10 Steps To Reduce The Effects Of Covid 19

How to Thrive and Survive

The following information can help you do more than just try to avoid the virus it gives you 10 Steps To Reduce The effects Of Covid 19 to help you thrive and survive.

This evidence based information comes from a document and webinar by Dr. David Hanscom  (and the Polyvagal Workgroup including Dr. Stephen Porges)

We will get to the how in just a moment but first a tiny bit of important science. Let us introduce you to cytokines.


Cytokines are naturally occurring proteins found in the body. Cytokines are crucial in controlling the growth and activity of other immune system cells and blood cells.

There is evidence that many of the people that are the worst affected by Covid 19 may have raised levels of pro-inflammatory cytokines. Inflammatory cytokines play a normal role in initiating the inflammatory response and helps regulate the body’s defense against pathogens by mediating the immune response. So they are important.
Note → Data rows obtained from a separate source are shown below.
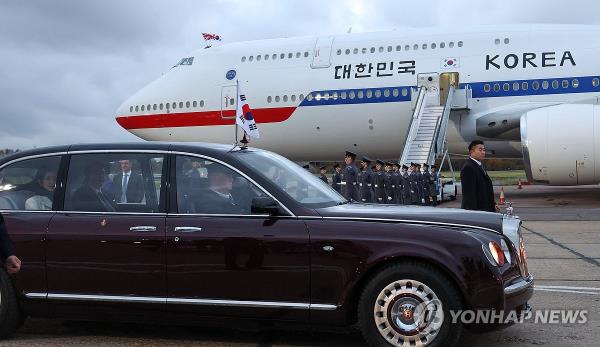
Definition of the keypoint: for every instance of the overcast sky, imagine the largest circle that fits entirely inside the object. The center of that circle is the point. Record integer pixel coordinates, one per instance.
(66, 65)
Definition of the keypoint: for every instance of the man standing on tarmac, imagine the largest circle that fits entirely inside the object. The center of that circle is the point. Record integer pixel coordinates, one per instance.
(349, 177)
(365, 182)
(477, 189)
(11, 262)
(336, 179)
(379, 183)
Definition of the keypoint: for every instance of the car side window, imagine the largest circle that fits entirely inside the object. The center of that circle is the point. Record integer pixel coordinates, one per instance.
(114, 182)
(207, 187)
(29, 184)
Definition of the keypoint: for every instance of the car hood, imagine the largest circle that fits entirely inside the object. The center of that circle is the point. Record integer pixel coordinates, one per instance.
(418, 214)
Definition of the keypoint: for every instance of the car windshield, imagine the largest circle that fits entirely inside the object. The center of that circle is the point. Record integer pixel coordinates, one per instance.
(296, 181)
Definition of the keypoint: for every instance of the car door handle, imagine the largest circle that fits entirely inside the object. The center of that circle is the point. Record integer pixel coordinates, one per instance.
(143, 228)
(188, 229)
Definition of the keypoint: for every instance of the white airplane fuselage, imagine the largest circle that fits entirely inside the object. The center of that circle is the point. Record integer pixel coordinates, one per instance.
(315, 97)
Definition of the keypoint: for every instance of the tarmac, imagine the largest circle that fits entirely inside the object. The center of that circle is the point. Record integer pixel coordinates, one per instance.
(562, 238)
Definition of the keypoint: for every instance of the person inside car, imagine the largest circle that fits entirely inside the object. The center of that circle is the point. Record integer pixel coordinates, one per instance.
(42, 201)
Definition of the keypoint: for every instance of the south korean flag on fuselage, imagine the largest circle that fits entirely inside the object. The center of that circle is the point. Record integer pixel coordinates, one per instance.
(243, 116)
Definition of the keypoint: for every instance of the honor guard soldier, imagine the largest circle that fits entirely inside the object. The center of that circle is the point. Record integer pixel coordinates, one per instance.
(349, 177)
(433, 184)
(388, 184)
(323, 177)
(426, 179)
(405, 185)
(336, 179)
(415, 190)
(378, 183)
(397, 183)
(365, 181)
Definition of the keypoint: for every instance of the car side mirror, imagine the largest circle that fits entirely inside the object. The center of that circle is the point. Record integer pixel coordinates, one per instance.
(264, 204)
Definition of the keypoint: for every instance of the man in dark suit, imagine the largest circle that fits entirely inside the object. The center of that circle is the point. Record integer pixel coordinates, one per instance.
(477, 189)
(129, 187)
(11, 262)
(89, 197)
(217, 199)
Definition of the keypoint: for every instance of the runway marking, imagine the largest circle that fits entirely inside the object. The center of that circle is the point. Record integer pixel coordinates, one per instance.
(566, 291)
(556, 243)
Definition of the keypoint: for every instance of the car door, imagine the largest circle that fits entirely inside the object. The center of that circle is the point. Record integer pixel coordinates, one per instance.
(223, 260)
(27, 190)
(102, 251)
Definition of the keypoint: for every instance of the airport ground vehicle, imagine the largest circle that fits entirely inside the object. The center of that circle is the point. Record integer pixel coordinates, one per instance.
(280, 247)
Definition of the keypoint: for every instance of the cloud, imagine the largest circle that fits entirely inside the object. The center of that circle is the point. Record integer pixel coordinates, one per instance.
(68, 65)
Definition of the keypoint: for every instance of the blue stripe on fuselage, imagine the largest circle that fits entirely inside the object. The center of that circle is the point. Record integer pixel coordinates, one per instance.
(576, 85)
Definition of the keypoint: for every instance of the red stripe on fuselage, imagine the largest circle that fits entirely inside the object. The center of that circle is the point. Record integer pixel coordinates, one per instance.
(192, 119)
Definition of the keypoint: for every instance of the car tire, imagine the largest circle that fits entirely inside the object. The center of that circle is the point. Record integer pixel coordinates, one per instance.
(388, 307)
(11, 317)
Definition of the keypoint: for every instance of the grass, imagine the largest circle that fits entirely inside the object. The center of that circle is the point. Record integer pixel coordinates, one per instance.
(502, 178)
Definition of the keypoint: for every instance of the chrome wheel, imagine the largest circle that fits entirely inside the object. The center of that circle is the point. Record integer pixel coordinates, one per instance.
(408, 313)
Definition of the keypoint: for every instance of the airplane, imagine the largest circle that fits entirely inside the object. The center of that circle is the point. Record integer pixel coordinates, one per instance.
(527, 91)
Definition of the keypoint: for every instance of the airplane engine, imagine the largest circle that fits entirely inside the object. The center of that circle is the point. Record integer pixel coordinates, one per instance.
(561, 144)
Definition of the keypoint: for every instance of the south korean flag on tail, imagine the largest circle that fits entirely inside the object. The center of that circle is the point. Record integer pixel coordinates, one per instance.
(244, 117)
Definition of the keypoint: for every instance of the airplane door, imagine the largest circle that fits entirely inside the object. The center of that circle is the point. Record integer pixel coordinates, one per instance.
(228, 101)
(322, 53)
(431, 81)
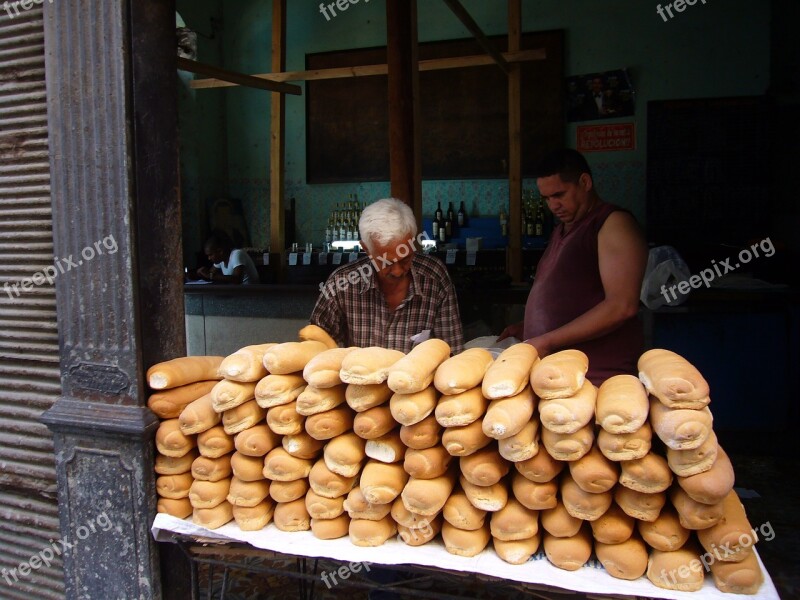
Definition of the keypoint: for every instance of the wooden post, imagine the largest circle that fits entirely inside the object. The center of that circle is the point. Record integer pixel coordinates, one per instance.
(404, 157)
(277, 145)
(514, 258)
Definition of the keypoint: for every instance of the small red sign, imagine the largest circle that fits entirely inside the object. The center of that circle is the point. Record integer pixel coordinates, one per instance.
(606, 138)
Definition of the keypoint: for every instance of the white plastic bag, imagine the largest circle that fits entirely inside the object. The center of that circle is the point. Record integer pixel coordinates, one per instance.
(665, 268)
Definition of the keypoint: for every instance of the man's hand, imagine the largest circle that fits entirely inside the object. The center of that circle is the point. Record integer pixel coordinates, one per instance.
(514, 330)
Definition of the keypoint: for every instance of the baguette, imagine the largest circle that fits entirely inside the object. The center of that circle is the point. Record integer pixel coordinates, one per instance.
(673, 380)
(291, 357)
(462, 372)
(510, 372)
(414, 372)
(559, 375)
(365, 366)
(183, 371)
(274, 390)
(246, 364)
(169, 403)
(322, 371)
(507, 416)
(622, 405)
(461, 409)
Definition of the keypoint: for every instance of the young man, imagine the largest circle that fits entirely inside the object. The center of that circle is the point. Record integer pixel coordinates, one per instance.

However, if the levels of pro-inflammatory cytokines are too high it turns on cell pathways which create excess levels of inflammation in the area resulting in the body being flooded with so much inflammation that it can be fatal, this is known as a cytokine storm.

Imagine that you put your foot on the accelerator and it gets glued to it. You can’t get your foot off the gas to slow down your car. Essentially, these storms can be more deadly than the original virus the body is fighting and occur when the levels get above a certain threshold.

What causes these cytokines to be raised in the first place? Anything that your body perceives as a threat, whether physical or emotional, can influence our cytokine levels.

However, please don’t panic as the whole point of this article is to reduce that level of threat and coming up are 10 ways to reduce your cytokine levels.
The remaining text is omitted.